Heavy Handed ist keine klassische, historisch belegte Rezeptur, sondern eine zeitgenössische Bartender-Kreation, die im Umfeld der amerikanischen Craft-Cocktail-Bewegung der 2010er Jahre entstand. Der Stil – Bourbon-forward, Amaro als Modifier, Demerara-Sirup und mehrere Bitters – ist typisch für die Neo-Classic-Schule, die Old Fashioned und Manhattan als Ausgangspunkte nimmt und durch europäische Likörkultur erweitert. Der Name bezieht sich auf die ausgeprägten, unentschuldigten Aromen des Drinks.

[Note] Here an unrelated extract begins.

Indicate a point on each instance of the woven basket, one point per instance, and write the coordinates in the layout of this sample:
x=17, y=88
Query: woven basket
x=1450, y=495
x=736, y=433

Die Wahl des Bourbons ist entscheidend: Ein höherprozentige Variante (50–55 % ABV) wie Wild Turkey 101 oder Elijah Craig Barrel Proof trägt besser durch die Bitterkeit des Amaro. Amaro Nonino wirkt eleganter und fruchtiger; Averna gibt mehr Karamelltiefe. Der Demerara-Sirup (2:1) sollte wirklich aus Demerara-Zucker hergestellt sein – der Melassecharakter ist kein Detail, sondern strukturgebend. Mole Bitters (z. B. Bittermens) ergänzen die Schokoladennote subtil; wer sie nicht hat, kann stattdessen zwei Dash Fee Brothers Aztec Chocolate Bitters verwenden. Nicht überverdünnen: Der Drink lebt vom konzentrierten Aroma.
Old Fashioned (klassischer Bourbon-Cocktail ohne Amaro), Black Manhattan (mit Averna statt Süßem Wermut), Toronto (Rye + Fernet Branca), Paper Plane (ausgeglichener Vierteiler), Oaxacan Old Fashioned (Tequila + Mezcal-Basis mit ähnlicher Technik).
Amaro Nonino → Amaro Montenegro (milder, floraler) oder Ramazzotti (zugänglicher, günstigere Option); Demerara-Sirup → Muscovado-Sirup oder dunkler Rohrzuckersirup (ähnlicher Melassecharakter); Mole Bitters → Fee Brothers Aztec Chocolate Bitters oder Scrappy's Chocolate Bitters.
Eine alkoholfreie Version ist konzeptionell herausfordernd, da die Spirituosentiefe das Rückgrat bildet. Möglich: 4 cl Seedlip Spice 94, 2 cl alkoholfreier Amaro-Ersatz (z. B. Lyre's American Malt), 1 cl Demerara-Sirup, 2 Dash Angostura Aromatic Bitters (enthält Spuren Alkohol) – das Ergebnis ist aromatisch, aber deutlich leichter und weniger komplex als das Original.